Mentre la registrazione sonora da cui è tratta la selezione di frammenti è avvenuta durante il nostro primo incontro, nel 2011, le immagini sono state riprese durante un incontro di documentazione avvenuto nella primavera del 2014.

Francesco Perna, durante una conversazione registrata nella sua farmacia (progetto “Officina del racconto”, 2011) mi aveva parlato di Silvana come di una personalità antica e familiare, quasi un mito di fondazione del contado fiesolano. Personaggio resistente e di confine, Silvana è sempre vestita alla moda contadina, con il grembiule blu e le scarpe grosse.
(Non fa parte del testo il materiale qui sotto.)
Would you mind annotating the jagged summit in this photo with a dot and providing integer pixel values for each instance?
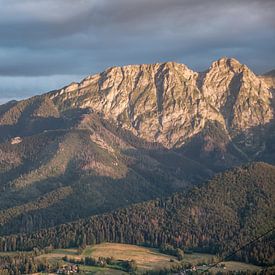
(169, 103)
(129, 134)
Silvana mi riceve nella cucina, dove registro il suo racconto, popolato da molti oggetti e una ricca documentazione costituita da fotografie di famiglia e libretti colonici preparati in previsione del mio arrivo e dell’intervista. Il racconto si fa testimonianza di una delle famiglie mezzadrili che con il loro lavoro e la loro cultura hanno costruito e curato, palmo a palmo, le terre ed i paesaggi fiesolani. Un racconto solenne, testamento di un’epoca e di una forma di vita.

La selezione di frammenti che compongono questo paesaggio narrativo è legata alla volontà di fare emergere i legami tra la scelta di vita di Silvana, la sua fedeltà alla terra, la vivacità della sua memoria, la ricchezza della cucina e della tavola contadina. Il racconto si apre con una dichiarazione di amore per la terra e si sviluppa in una successione d’immagini e descrizioni, tra colture stagionali e preparazione dei cibi legati alle stagioni e ai tempi del lavoro e della festa, legando fortemente il regime di parsimonia della famiglia contadina (un coniglio per 11 persone) alla ricchezza e creatività, connessa al ciclo delle stagioni, della sua cucina. Companatico, arrosto morto, intinto, pane santo e polenta fritta, panzanelle… il lessico di Silvana porta nel presente della narrazione il profondo solido patrimonio culturale delle campagne mezzadrili.